Procrastinato said:
...you really confused me, ssj12. Some reasons I find your post confusing: * Aegia PhysX was a software (i.e. CPU) physics middleware engine, which is now NVidia PhysX, and runs with (not "on", because the work is shared between the CPU and GPU) modern NVidia GPUs only. * Its usually a waste of GPU horsepower to do physics with it -- namely because math in only part of the issue with physics, and accessing large amounts of collision data is really the majority of the time. The CPU (or SPUs) is/are often better than the GPU in this regard. In most games, the physics expenses are minimal, because no one wants to waste the horsepower on simulating all that stuff, or the manpower/money on creating efficient physics geometry and data for it. * NVidia (owns PhysX), and Intel (owns Havok), are both looking into providing hardware physics solutions, in new chips. * "Explosions" have nothing to do with physics, unless they impart forces to physics objects, or fluff objects (which the game characters cannot interact with, like debris objects), which is rare, outside of games like Red Faction. They almost always incur a particle/GPU fill hit, however, for their visual representation, unless they are offscreen. * CryEngine is complete and handles physics, or physics middleware, as well as graphics, etc. * The Source Engine is complete, and handles physics and graphics, and a host of other stuff.
Back on topic: Certainly animation, physics, etc. all play into the look and feel of a game. Perhaps HVS is commenting on how they intend to up the bar, in this regard, with future games... although I doubt games like their upcoming gladitoral fighter? would need much in the way of physics. |
Physx wasn't just software... it was hardware. What is pictured is an Aegia Physx PPU producted by BFG. It is a dedicated physics processing unit.

You seem to not understand some tech history. Let me explain.
Valve designed the Source Engine to handle physics as best it can. Yes it has amazing graphics behind it but the main design is the physics part of it. This is why Half-Life and Portal are littered with physics puzzles.
Crytek designed the CryEngine 2 to create the most realistic graphics possible on current PC hardware. They accomplish this. They also made it so physics reacted realistically but their original intensions was the visual realism that we all know Crysis and Crysis Warhead are known for.

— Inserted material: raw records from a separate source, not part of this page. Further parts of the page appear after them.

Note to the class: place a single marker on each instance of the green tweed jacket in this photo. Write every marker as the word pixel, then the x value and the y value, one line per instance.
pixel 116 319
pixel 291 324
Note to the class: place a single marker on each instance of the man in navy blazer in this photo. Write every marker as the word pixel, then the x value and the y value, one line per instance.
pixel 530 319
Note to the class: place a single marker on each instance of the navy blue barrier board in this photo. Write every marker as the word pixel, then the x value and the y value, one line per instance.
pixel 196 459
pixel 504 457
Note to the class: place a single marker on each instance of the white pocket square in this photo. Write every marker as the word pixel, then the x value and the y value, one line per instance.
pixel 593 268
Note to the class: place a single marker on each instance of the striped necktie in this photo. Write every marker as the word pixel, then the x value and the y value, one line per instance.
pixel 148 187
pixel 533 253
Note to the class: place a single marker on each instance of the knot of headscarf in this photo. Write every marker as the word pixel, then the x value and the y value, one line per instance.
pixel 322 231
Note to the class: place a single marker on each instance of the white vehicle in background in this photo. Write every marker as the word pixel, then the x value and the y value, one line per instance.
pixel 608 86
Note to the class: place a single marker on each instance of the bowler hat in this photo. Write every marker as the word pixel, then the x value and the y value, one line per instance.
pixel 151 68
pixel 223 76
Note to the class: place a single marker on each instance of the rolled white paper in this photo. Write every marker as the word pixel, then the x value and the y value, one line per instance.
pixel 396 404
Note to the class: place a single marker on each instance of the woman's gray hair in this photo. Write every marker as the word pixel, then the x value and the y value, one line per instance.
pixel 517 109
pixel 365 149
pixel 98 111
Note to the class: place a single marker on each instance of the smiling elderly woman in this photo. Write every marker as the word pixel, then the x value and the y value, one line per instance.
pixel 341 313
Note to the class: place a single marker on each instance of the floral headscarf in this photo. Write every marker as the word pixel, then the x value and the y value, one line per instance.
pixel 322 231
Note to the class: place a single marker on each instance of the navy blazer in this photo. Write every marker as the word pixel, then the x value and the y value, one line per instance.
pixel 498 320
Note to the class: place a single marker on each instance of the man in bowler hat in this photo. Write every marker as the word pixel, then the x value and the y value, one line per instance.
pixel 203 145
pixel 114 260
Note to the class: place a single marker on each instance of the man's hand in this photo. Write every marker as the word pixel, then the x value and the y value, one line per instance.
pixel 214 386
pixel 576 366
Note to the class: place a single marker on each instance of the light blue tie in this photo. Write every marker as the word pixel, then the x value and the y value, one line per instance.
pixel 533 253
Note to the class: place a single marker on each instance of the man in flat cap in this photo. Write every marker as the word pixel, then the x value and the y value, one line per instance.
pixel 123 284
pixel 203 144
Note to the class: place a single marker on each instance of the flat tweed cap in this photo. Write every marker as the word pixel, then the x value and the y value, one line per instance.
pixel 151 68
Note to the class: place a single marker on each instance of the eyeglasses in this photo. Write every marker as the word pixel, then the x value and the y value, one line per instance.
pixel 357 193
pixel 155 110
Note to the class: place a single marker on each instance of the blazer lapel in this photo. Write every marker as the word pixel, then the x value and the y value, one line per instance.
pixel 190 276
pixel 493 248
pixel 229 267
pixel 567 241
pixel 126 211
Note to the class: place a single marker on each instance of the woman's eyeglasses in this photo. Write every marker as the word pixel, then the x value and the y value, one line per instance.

Now for your other arguements I want to point out that explosions have just started making much more of a physics impact in the last few years. Before the age of physics, just what I'm calling the dawn of real-time physics interactions, explosions were only effects like you said that if your hit you died. Now we have environmental destruction, object based physics, fluid physics, etc. All that impact the game both visually and how a game is played. If you want to throw a brick at someone's head you can and the toss will fly as if you yourself threw it. Destroy a building, you just made it so you need a new route. Shot a explosive barrel floating in the matter, after it starts catching on fire it will continue to float down and blow the hell out of anything in its way.
Without physics graphics now a days wouldn't look correct and things wouldn't be possible today. We wouldn't have flared bullet holes in Killzone 2, you wouldn't have vehicle destruction in MotorStorm or Dirt, you wouldn't have basic gernade physics because a nade would hit the dirt and stop cold where it landed instead of bouncing.